“O dado aberto é a forma da população avaliar a aplicação das políticas públicas” Entrevistas

segunda-feira, 30 abril 2018
Rodrigo Almeida durante apresentação na Campus Party Natal. Foto: Luana França

A busca pela transparência pública é um caminho sem volta, mas que ainda precisa avançar no Brasil

O dado aberto é a informação disponibilizada ao público, especificamente pelo órgão público, para dar transparência sobre suas atividades, sendo indispensável no combate à corrupção, de poder monitorar o funcionamento do órgão público. Essa é definição do Analista de TI da Dataprev Paraíba, Rodrigo Almeida [1] .

Graduado e mestre em Ciências da Computação, em 2017 foi um dos vencedores da II Maratona Hackfest de Combate a Corrupção,  coordenada pelo Ministério Público da Paraíba (MPPB) e Ministério da Transparência e Controladoria-Geral da União (CGU), com o projeto Folha Limpa [2], aplicativo que permite realizar o cruzamento de informações das folhas de pagamento de servidores públicos do estado da Paraíba, permitindo encontrar divergências e irregularidades, tais como acúmulo ilegal de cargos. Também desenvolve outras iniciativas, entre as quais Cidades Qualificadas, voltada à avaliação dos dados disponíveis pelos municípios brasileiros e o Gestão com dados abertos, uma proposta de incorporação da Transparência Digital como apoio à tomada de decisão.

Sobre o tema dados abertos e transparência, o Nossa Ciência conversou com Rodrigo Almeida durante a Campus Party Natal, onde realizou a palestra Explorando dados abertos [3]. Ele cita os rumos e políticas desenvolvidas em prol do aprimoramento e melhor oferta de dados de órgãos públicos, elencando iniciativas que vem sendo desenvolvidas no Brasil.
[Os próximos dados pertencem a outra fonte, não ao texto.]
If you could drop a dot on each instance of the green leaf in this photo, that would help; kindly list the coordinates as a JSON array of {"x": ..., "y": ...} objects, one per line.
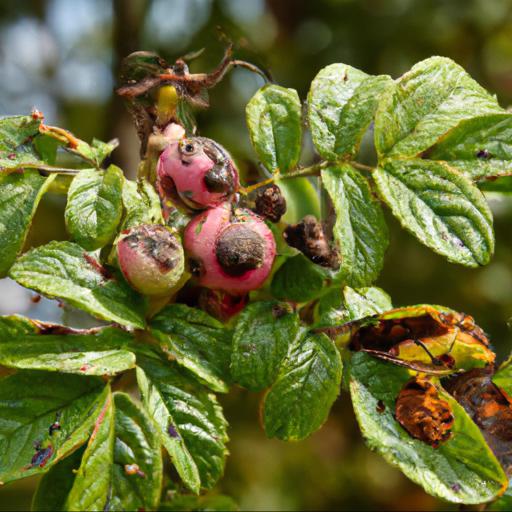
[
  {"x": 439, "y": 207},
  {"x": 307, "y": 385},
  {"x": 122, "y": 466},
  {"x": 54, "y": 486},
  {"x": 95, "y": 152},
  {"x": 480, "y": 147},
  {"x": 274, "y": 121},
  {"x": 20, "y": 196},
  {"x": 461, "y": 470},
  {"x": 360, "y": 230},
  {"x": 428, "y": 101},
  {"x": 91, "y": 488},
  {"x": 16, "y": 148},
  {"x": 341, "y": 105},
  {"x": 302, "y": 199},
  {"x": 504, "y": 503},
  {"x": 298, "y": 279},
  {"x": 186, "y": 503},
  {"x": 32, "y": 345},
  {"x": 66, "y": 271},
  {"x": 141, "y": 204},
  {"x": 189, "y": 421},
  {"x": 197, "y": 342},
  {"x": 30, "y": 402},
  {"x": 94, "y": 207},
  {"x": 501, "y": 185},
  {"x": 340, "y": 307},
  {"x": 263, "y": 333}
]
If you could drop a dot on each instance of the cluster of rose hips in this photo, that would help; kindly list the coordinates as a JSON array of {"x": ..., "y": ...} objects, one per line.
[{"x": 229, "y": 250}]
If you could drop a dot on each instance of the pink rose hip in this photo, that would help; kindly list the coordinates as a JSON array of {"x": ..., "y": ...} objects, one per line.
[
  {"x": 230, "y": 251},
  {"x": 198, "y": 170},
  {"x": 151, "y": 259}
]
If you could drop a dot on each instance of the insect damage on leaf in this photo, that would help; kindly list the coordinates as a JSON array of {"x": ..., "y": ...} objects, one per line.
[
  {"x": 421, "y": 412},
  {"x": 489, "y": 407},
  {"x": 423, "y": 338},
  {"x": 308, "y": 236}
]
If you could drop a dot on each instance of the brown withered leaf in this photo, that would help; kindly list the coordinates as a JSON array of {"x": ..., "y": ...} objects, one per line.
[
  {"x": 488, "y": 407},
  {"x": 428, "y": 339},
  {"x": 421, "y": 412}
]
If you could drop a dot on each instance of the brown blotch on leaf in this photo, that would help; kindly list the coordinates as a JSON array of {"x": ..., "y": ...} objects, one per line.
[
  {"x": 309, "y": 238},
  {"x": 489, "y": 407},
  {"x": 421, "y": 412},
  {"x": 239, "y": 249},
  {"x": 270, "y": 203}
]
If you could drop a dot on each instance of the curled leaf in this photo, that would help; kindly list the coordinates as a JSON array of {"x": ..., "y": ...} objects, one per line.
[
  {"x": 429, "y": 339},
  {"x": 489, "y": 407},
  {"x": 421, "y": 412}
]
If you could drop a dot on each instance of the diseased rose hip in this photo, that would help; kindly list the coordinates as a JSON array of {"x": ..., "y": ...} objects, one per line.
[
  {"x": 230, "y": 251},
  {"x": 198, "y": 171},
  {"x": 151, "y": 259}
]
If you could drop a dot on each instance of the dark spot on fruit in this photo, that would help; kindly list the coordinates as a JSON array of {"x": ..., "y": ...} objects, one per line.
[
  {"x": 158, "y": 244},
  {"x": 219, "y": 178},
  {"x": 239, "y": 249},
  {"x": 195, "y": 267}
]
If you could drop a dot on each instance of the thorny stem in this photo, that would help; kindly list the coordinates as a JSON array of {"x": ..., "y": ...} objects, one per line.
[{"x": 313, "y": 170}]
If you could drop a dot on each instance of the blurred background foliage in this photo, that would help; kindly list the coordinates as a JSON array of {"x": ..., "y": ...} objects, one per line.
[{"x": 62, "y": 56}]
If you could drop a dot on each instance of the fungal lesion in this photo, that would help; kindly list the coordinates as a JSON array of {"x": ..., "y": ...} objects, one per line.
[{"x": 240, "y": 249}]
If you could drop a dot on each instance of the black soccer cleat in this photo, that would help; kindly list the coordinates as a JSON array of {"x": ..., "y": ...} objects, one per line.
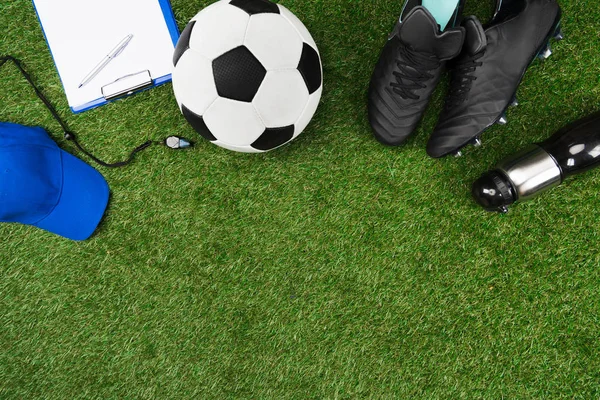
[
  {"x": 485, "y": 77},
  {"x": 409, "y": 68}
]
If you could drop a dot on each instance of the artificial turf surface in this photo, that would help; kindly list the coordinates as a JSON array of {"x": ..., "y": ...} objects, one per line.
[{"x": 334, "y": 267}]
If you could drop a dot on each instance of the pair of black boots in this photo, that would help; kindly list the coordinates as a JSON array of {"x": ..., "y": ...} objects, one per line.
[{"x": 486, "y": 64}]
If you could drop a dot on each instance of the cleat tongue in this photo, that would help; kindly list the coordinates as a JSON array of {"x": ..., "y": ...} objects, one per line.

Já avançamos alguns passos, mas ainda há um caminho longo.

Nossa Ciência: Qual a importância dos dados abertos?

Rodrigo Almeida: sua importância tem um viés muito forte no combate à corrupção, no poder de monitorar o funcionamento do órgão público. Também tem um fator na área de inovação, pois permite que a população utilize aquela informação para gerar novos produtos, novas aplicações e na cobrança de aplicação de políticas públicas. Implementar o dado aberto é o caminho para um governo se tornar transparente. O dado aberto, o dado público, o dado que pode ser consumido pela população é a forma que ela tem de verificar de modo palpável se aquela informação, aquela política pública ou processo estão sendo executados da forma correta.

Foto: Luana França

NC: E como o Brasil tem se esforçado para se tornar mais transparente?

RA: Existem alguns marcos. Em 2012 foi promulgada a Lei de Acesso à Informação – Lei n° 12.527/2011 [4], que obrigou os órgãos públicos a pensarem como tornar seus dados abertos. Ela estimula os órgãos públicos, as prefeituras, governos estaduais fazerem seus portais da transparência e divulgarem os dados. Além disso, o Brasil já tem o Plano de Dados Abertos [5], em que o governo federal ensina como os órgãos podem gerar seus portais da transparência e temos o Portal da Transparência [6] brasileiro, que pode ser utilizado como referência para consumo de dados abertos. Ainda há um longo caminho a percorrer, por exemplo, o governo americano tem cerca de 230 mil conjuntos de dados enquanto o Brasil tem 5 mil, então existe o abismo entre a quantidade de informação que a nossa burocracia gera e a quantidade de dados que está disponibilizado. Acredito que a sociedade cobrando, acessando e através da ouvidoria do portal da transparência, reclamando, sugerindo liberação de informações, aos poucos chegamos lá.

NC: É possível que a atual crise política no país interfira nas ações de aumento da transparência e disponibilidade de dados?

RA: Eu entendo que não. O fato do Brasil já ter uma lei de acesso à informação e iniciativas a exemplo das hackathons, que consomem esses dados, vão trazer cada vez mais a necessidade de buscar os órgãos públicos para conseguir informações. O órgão público, ele não tem argumento para não disponibilizar o dado. Existe um subconjunto de dados muito especifico, quando o órgão consegue comprovar que aqueles dados comprometem a soberania nacional, a segurança. Aí, tudo bem, o órgão não vai disponibilizar. Mas a maioria, a grande massa de informação que efetivamente vai fazer com que se consiga observar o funcionamento do órgão de forma transparente, fatalmente deve ser liberado. Eu não acredito como um governo poderia barrar esse movimento. Essa é a minha visão.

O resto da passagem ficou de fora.